The model evaluation was performed with the 10-fold cross-validation method. As described in the data paper, samples from the same class in the dataset are generally extracted from the same audio source files. Therefore, to avoid placing related samples in both the train and test sets, it is necessary to use the predefined folds. Otherwise, achieved results can end up being significantly inflated, leading to inaccurate scores that do not represent the model's performance on unseen data.
Loss and accuracy are metrics used for the evaluation. Categorical cross-entropy loss is selected for the loss function and the accuracy is defined as the percentage of correctly classified instances.
For each fold, the loss is calculated by taking the minimum loss value of all epochs on the validation set. Likewise, the accuracy for each fold is calculated by taking the best validation accuracy value over the epochs.
The results of the 10-fold cross-validation after repeating the procedure three times and calculating the mean are shown in Table 1. , Figure 4. and Figure 5. More detailed results can be found in the notebooks, including confusion matrices, along with loss and accuracy graphs for each fold.
Table 1. Average loss and accuracy values for each fold over 3 cross-validation runs.
fold | accuracy | loss |
---|---|---|
fold-1 | 0.75 | 0.738 |
fold-2 | 0.71 | 0.925 |
fold-3 | 0.70 | 1.061 |
fold-4 | 0.69 | 1.030 |
fold-5 | 0.76 | 0.685 |
fold-6 | 0.71 | 1.177 |
fold-7 | 0.68 | 1.016 |
fold-8 | 0.66 | 1.190 |
fold-9 | 0.76 | 0.761 |
fold-10 | 0.74 | 0.760 |
Total | 0.72 | 0.934 |
Figure 4. Accuracy measured with the 10-fold cross-validation method.

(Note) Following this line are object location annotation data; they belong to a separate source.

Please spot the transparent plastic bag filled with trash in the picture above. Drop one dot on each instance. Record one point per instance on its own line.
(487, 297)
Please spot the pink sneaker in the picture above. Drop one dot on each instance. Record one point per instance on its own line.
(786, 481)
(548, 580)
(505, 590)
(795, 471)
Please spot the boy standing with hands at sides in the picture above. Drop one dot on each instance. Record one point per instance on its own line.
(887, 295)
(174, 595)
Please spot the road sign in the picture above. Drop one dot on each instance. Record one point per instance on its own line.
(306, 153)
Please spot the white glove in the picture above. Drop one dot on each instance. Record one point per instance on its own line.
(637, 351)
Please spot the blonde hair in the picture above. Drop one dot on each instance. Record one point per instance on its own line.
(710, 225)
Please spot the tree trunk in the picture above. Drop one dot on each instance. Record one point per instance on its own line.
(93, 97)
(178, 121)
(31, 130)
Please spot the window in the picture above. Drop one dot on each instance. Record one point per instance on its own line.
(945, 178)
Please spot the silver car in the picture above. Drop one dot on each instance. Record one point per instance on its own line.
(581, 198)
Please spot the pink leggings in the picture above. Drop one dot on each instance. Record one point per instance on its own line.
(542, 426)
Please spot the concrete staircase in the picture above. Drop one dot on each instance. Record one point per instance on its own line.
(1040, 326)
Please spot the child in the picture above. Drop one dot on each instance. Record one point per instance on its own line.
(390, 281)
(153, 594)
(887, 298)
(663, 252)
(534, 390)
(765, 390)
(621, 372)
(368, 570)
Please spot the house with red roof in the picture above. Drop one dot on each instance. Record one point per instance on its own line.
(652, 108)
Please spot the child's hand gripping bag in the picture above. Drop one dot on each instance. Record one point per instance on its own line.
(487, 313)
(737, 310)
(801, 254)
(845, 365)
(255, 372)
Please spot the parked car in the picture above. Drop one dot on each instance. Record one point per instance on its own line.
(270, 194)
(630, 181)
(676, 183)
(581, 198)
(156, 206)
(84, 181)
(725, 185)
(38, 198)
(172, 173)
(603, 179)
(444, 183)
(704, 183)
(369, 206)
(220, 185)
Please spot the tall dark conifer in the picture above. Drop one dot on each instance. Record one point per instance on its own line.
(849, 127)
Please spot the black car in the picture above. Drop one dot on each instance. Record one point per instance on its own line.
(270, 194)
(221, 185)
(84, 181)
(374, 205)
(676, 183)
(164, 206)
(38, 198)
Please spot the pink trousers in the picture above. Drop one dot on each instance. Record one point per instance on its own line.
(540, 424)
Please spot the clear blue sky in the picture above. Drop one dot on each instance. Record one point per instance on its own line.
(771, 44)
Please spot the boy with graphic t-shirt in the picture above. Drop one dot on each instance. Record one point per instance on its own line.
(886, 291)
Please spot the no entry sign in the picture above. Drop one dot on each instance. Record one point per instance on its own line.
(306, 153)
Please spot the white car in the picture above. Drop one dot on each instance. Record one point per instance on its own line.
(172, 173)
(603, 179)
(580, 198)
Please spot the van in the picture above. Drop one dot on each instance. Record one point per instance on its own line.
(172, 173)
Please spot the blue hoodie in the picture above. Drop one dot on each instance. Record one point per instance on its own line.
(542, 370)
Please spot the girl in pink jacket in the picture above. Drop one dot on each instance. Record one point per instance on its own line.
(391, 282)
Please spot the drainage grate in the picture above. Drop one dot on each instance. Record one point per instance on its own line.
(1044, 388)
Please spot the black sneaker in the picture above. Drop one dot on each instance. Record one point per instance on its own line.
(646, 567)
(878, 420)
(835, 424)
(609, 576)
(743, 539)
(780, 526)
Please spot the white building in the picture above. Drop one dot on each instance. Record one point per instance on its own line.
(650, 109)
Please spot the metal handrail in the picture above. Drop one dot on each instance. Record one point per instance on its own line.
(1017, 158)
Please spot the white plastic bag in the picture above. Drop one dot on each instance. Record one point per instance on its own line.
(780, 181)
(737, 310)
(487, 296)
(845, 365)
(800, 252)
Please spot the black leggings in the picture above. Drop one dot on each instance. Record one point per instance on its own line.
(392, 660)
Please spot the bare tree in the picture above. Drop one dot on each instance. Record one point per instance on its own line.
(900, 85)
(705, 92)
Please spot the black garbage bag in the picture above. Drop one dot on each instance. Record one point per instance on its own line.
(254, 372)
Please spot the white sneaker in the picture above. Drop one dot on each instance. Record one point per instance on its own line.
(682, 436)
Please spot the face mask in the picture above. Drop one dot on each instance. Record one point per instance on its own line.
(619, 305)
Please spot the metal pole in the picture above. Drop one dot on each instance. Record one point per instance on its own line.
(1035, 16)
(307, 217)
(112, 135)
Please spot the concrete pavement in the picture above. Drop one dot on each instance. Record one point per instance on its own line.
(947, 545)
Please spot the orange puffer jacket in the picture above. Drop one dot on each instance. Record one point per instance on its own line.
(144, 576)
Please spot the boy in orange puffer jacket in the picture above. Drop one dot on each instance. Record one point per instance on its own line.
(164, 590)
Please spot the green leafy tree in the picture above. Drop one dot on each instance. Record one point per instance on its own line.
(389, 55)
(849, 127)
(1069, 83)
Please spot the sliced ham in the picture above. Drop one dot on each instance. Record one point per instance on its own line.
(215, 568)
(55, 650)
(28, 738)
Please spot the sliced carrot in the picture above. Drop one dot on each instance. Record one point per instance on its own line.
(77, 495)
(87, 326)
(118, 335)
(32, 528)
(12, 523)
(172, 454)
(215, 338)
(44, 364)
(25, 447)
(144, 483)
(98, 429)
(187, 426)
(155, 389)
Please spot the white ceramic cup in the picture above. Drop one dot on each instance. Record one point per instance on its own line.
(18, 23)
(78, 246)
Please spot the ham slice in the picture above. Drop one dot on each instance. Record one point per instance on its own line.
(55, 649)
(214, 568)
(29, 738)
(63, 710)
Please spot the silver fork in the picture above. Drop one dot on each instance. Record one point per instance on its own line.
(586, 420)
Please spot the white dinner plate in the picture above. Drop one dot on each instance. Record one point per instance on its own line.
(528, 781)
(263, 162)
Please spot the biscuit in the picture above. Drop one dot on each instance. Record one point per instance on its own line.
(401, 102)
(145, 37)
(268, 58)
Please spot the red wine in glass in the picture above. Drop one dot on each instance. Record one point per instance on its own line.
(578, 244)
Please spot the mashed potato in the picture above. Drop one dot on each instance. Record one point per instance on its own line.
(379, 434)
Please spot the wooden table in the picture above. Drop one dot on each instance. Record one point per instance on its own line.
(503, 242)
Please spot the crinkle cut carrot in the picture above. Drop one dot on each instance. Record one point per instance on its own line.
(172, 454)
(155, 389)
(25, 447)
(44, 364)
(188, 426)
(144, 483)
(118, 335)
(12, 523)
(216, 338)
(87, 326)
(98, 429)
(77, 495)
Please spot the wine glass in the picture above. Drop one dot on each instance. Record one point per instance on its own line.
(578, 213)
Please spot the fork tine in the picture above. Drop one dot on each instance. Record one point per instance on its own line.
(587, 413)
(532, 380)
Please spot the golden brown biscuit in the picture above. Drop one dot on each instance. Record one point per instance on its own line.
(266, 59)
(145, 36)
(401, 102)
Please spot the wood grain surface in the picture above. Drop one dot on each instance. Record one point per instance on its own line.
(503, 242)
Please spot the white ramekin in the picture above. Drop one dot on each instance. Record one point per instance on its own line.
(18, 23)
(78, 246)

Figure 5. Loss measured with the 10-fold cross-validation method.
- What's next?
- more in-depth analysis of the results
- further tuning of the hyperparameters
- testing the transfer learning approach
- examining different data augmentation techniques, and modifying techniques specifically to particular sound classes
- implementing a real-time sound classification system
- J. Salamon, C. Jacoby, and J.P.Bello, "A Dataset and Taxonomy for Urban Sound Research," in 22nd ACM International Conference on Multimedia (ACM-MM'14), Orlando, FL, USA, Nov. 2014, pp. 1041–1044. [Online]. Available: http://www.justinsalamon.com/uploads/4/3/9/4/4394963/salamon_urbansound_acmmm14.pdf
- J. Salamon and J. P. Bello, "Deep Convolutional Neural Networks and Data Augmentation for Environmental Sound Classification", submitted, 2016.[Online]. Available: https://arxiv.org/pdf/1608.04363.pdf
- Zohaib Mushtaq, Shun-Feng Su, "Environmental sound classification using a regularized deep convolutional neural network with data augmentation", Applied Acoustics, Volume 167, 2020, 107389, ISSN 0003-682X, https://doi.org/10.1016/j.apacoust.2020.107389. (http://www.sciencedirect.com/science/article/pii/S0003682X2030493X)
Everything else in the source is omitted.